The creation of a community activity hub has taken another step towards being realised following a decision by the City of Swan council last week to approve a site in Middle Swan for the Swan Community Workshops.
Residents will benefit from the decision to build the facility, next to the Midland Sports Complex, that will house a number of community groups.
On July 5, council voted to approve the construction of the Swan Community Workshops as a City of Swan project and allocate $40,000 to get the project started.
The facility on Lot 13420 Patterson Drive in Middle Swan will still need approval from the Western Australian Planning Commission to allow the workshops to be built on the site.
City Mayor Mick Wainwright said a zone change was the next step following the council decision and it would take a couple of years or more to get it up and running.
“Starting on the zone change is a good move forward, and I’m looking forward to when that’s opened.”
Swan Community Workshops president David Ashfold has welcomed the decision and the city’s support for a project that first began in 2010, when the Machinery Preservation Club identified the need for a permanent home.
“It then came to the city notice that there was a need for a community hub and it would be better to build one multipurpose unit that all clubs could use.

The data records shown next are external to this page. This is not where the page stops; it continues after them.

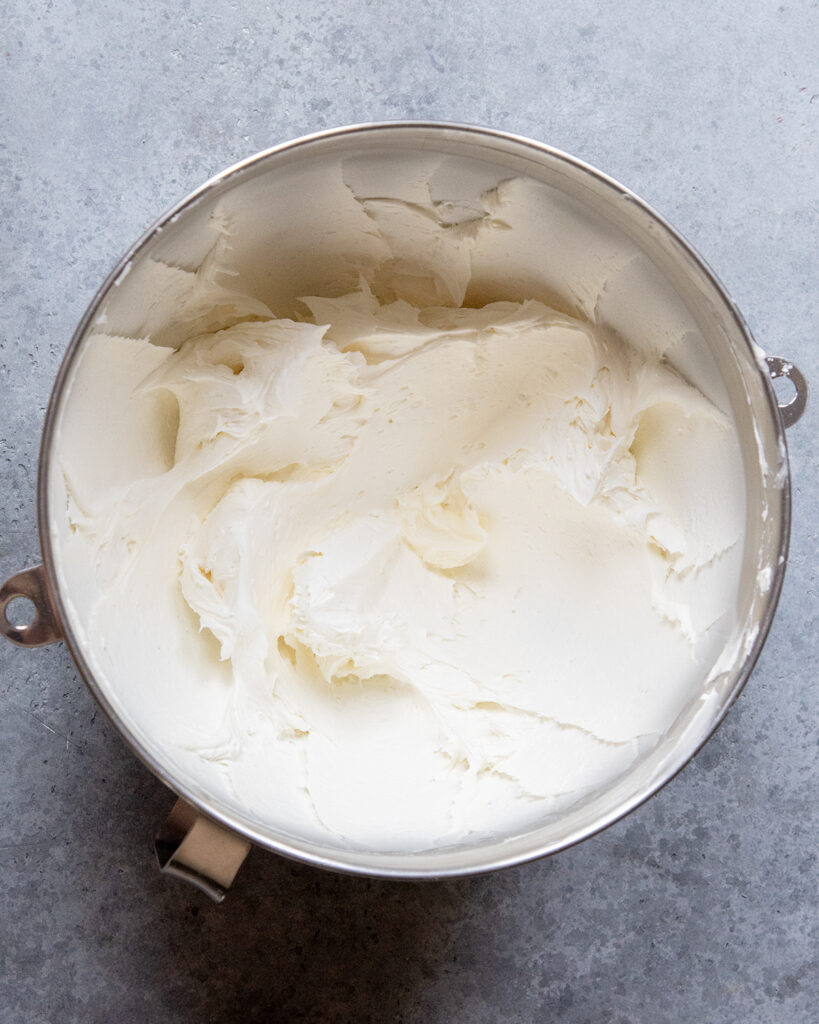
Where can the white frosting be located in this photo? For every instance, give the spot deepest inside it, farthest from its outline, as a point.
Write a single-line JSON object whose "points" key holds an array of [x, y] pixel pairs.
{"points": [[398, 571]]}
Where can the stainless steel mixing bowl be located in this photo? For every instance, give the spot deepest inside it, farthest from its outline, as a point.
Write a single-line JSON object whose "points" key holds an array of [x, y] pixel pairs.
{"points": [[278, 208]]}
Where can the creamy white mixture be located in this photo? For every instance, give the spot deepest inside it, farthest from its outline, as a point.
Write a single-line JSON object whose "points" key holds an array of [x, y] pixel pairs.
{"points": [[397, 571]]}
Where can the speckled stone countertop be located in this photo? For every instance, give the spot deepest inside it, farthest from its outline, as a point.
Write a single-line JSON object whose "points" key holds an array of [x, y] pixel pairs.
{"points": [[701, 906]]}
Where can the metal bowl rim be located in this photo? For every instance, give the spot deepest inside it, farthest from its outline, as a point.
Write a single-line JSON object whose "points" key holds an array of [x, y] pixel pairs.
{"points": [[285, 847]]}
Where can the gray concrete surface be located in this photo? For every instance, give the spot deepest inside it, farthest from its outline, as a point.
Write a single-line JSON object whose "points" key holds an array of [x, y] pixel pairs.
{"points": [[701, 906]]}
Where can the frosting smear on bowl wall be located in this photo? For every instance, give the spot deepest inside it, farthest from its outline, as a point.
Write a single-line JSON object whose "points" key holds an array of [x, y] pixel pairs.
{"points": [[403, 565]]}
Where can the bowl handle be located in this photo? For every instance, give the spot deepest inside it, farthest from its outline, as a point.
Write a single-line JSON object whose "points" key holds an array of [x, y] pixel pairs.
{"points": [[32, 585], [191, 847], [789, 411]]}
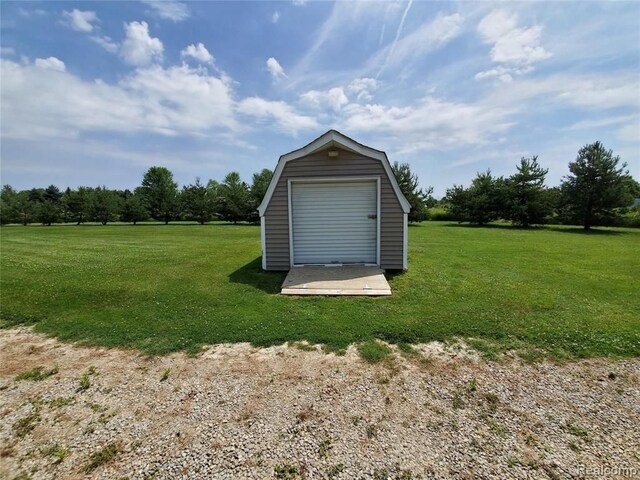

“We’ve now got to the stage, where the Swan Community Workshops is incorporated, and as an independent not-for-profit group, we are in charge of helping to get the premises built.”
Mr Ashfold said there would be seven clubs with permanent homes at the new site, including the Midland branch of the Country Women’s Association and the Machinery Preservation Club, and it would be available for other clubs on an ad-hoc basis.
“There will be storage facilities available and when this is built, all sorts of clubs will be able to use it,” he said.
“Originally the city worked with us side-by-side and they did not plan to get commercially involved in the project.
“But due to grants and things required it become a lot more feasible to have it as a City of Swan project, whereby the buildings are then owned on city land and they can continue no matter who is in charge.”
Mr Ashfold said the council’s recent decision was an important one.
“After many years a piece of has been identified, we know the future is permanent and that we can build on it.
“Hopefully in two or three years’ time we’ll all be there celebrating the opening of the place.”